Black Sun Rising

Today’s New Right and techno-futurist circles are echoing the unorthodox beliefs of Nazi cosmologists.

Shortly after the National Socialist party consolidated their power, a writer named Peter Bender convinced some Nazi brass to attempt an experiment that, if successful, would send a rocket from Magdenburg to New Zealand. The intercontinental ballistic missile was still decades away from completion, but Bender believed he had figured out how to attack the other side of the Earth—by firing directly into the sky.

He had come under the influence of an American occult group that believed in a particularly bizarre variation on the Hollow Earth theory. While the concept of habitable layers beneath the Earth’s crust had been popular for centuries amongst occultists, Bender’s Hohlwelt-theorie argued that the Earth was a vault within an endless field of matter. The sun was somewhere in the middle of this vault, and the stars in the sky were the lights of cities from the other side.

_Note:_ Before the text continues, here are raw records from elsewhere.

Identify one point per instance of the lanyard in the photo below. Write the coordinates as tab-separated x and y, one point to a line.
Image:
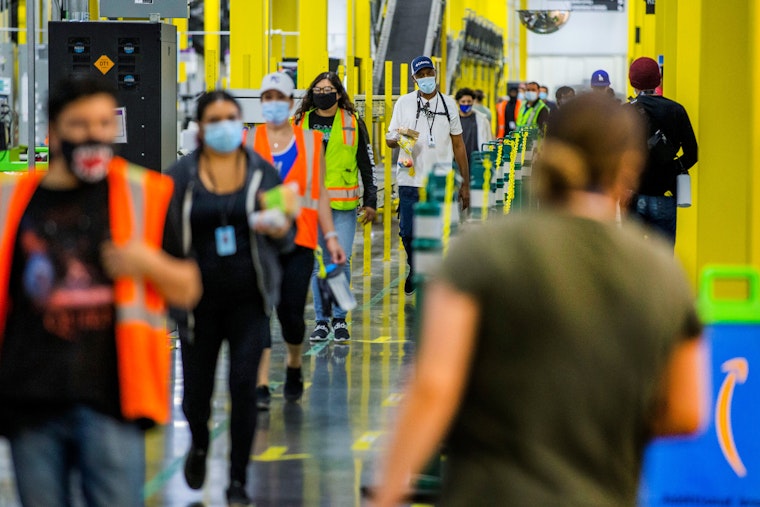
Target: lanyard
429	115
225	211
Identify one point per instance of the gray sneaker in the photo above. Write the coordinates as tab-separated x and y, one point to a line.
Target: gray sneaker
320	332
340	328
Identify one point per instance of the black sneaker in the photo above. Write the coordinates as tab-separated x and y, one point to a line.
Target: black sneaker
263	397
320	332
293	384
236	495
340	328
195	467
409	287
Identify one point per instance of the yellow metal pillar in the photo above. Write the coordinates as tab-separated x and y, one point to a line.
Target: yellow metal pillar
754	119
388	179
682	62
350	43
726	201
284	20
21	13
249	42
403	78
312	40
363	46
368	120
524	45
181	24
211	23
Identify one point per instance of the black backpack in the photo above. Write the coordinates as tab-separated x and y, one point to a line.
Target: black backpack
661	149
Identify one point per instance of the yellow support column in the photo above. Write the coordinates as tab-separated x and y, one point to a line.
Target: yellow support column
368	120
249	42
387	181
682	63
350	43
21	13
211	23
754	41
363	46
726	200
283	46
403	78
524	45
312	40
181	24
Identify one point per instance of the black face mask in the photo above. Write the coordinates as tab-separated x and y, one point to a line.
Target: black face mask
325	101
89	160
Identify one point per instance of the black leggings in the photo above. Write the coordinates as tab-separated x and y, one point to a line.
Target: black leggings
245	326
297	267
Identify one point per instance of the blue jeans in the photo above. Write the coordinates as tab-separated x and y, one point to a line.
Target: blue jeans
108	454
345	226
657	212
407	198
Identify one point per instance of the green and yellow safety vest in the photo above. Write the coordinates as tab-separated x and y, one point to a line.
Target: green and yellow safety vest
342	171
528	117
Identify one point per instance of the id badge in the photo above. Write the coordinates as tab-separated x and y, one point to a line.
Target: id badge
225	241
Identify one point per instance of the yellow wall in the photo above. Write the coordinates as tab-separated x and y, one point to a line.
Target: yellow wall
725	193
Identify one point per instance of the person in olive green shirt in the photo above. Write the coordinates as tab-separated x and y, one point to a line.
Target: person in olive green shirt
554	344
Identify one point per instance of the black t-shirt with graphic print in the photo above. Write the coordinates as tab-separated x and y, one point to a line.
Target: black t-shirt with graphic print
59	346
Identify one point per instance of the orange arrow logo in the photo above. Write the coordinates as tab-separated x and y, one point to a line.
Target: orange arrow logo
737	370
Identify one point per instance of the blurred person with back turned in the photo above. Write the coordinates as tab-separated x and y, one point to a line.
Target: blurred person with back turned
553	402
476	128
669	133
84	353
564	94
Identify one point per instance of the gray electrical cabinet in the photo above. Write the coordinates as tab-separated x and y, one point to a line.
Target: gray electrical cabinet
141	60
144	8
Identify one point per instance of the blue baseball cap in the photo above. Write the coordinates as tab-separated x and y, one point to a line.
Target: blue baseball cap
600	78
421	62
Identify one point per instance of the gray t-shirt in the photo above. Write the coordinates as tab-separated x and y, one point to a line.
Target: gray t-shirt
578	319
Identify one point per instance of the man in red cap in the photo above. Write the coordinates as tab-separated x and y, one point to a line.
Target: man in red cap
669	132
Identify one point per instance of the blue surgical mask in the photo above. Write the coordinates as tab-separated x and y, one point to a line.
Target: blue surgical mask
223	136
275	111
426	84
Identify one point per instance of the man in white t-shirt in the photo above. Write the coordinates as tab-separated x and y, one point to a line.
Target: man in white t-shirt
436	118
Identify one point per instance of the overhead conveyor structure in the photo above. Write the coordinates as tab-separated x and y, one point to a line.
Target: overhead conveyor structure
401	36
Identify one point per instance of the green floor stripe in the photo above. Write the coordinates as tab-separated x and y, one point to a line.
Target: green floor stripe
157	483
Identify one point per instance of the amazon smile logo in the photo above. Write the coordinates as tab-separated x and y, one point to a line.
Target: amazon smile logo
736	370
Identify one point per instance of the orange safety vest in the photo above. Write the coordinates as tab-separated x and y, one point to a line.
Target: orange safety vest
501	119
138	202
309	148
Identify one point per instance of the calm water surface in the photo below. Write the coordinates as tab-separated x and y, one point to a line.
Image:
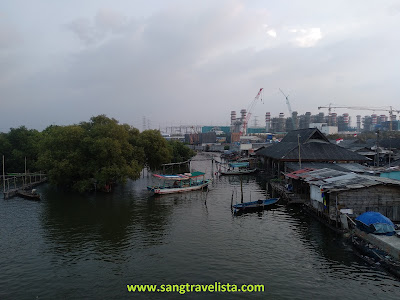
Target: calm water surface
90	247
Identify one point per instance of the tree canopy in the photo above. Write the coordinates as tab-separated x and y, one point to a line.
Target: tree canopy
90	154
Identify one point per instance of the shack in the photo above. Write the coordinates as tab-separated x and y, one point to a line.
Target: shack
304	146
332	193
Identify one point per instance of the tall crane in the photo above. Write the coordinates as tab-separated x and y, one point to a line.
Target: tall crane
290	109
248	115
389	109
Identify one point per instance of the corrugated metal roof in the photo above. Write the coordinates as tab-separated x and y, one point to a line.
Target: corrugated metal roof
333	181
345	167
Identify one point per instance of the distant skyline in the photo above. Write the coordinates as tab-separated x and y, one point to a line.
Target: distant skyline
193	62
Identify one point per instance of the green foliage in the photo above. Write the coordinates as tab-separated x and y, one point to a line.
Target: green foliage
180	152
98	152
89	154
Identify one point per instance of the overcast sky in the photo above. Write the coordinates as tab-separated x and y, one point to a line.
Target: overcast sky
192	62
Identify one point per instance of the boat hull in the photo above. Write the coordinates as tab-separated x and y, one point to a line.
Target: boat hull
242	172
163	191
255	204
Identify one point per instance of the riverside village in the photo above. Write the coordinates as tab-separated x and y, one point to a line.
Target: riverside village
348	180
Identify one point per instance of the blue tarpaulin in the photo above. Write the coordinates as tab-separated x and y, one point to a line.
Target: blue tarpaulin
376	223
239	164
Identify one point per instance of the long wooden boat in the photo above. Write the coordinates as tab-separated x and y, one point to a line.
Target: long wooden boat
179	183
31	195
237	168
255	204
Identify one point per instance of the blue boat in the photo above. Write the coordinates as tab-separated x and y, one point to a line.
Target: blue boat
255	204
238	168
375	222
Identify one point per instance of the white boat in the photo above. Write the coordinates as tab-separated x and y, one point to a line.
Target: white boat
238	168
179	183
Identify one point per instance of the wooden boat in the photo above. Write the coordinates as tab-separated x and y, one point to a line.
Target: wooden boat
180	183
238	168
31	195
255	204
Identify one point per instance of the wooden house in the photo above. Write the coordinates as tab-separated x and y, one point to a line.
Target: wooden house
333	192
304	145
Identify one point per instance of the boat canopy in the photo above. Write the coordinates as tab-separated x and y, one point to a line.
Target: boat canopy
375	222
239	164
178	177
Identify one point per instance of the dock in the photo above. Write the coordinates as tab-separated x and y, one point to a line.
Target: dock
15	182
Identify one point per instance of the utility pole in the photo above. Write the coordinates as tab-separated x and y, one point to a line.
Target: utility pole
4	178
298	142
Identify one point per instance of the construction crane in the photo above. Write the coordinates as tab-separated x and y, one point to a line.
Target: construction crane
248	115
389	109
290	110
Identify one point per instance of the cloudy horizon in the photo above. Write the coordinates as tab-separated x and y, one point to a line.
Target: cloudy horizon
193	62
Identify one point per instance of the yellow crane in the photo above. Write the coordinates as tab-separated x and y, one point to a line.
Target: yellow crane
389	109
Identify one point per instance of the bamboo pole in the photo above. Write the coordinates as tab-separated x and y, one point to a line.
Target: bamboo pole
4	178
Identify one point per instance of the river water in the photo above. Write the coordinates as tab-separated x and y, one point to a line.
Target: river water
71	246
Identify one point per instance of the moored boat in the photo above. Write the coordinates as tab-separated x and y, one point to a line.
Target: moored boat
179	183
255	204
31	195
238	168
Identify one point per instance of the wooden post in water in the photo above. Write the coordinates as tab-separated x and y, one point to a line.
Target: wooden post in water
4	179
25	173
212	166
241	189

“An infinite universe is a Jewish abstraction,” wrote Bender. “A finite, rounded universe is a thoroughly Aryan conception.” The anti-Semitic aspect of the theory attracted the attention of Herman Göring but was quickly dismissed in favor of Hanns Hörbiger’s slightly less fanciful World Ice Theory. The idea nonetheless remained compelling to some, and the German Navy attempted to locate British fleets using astronomical instruments.

Hollow Earth and World Ice theories were only two particularly laughable examples of a Nazi cultural regression that included radical alterations in the fields of mathematics, psychology, and physics. It is arguable that the rejection of Einstein’s theory of relativity in place of Deutsche Physiks prevented the Nazis from developing nuclear technology and many other weapons. Some historians similarly argue that the eugenic fervor of the Master Race ideology, which paved the way to the Final Solution, diverted resources to an extent that helped cost Hitler the war.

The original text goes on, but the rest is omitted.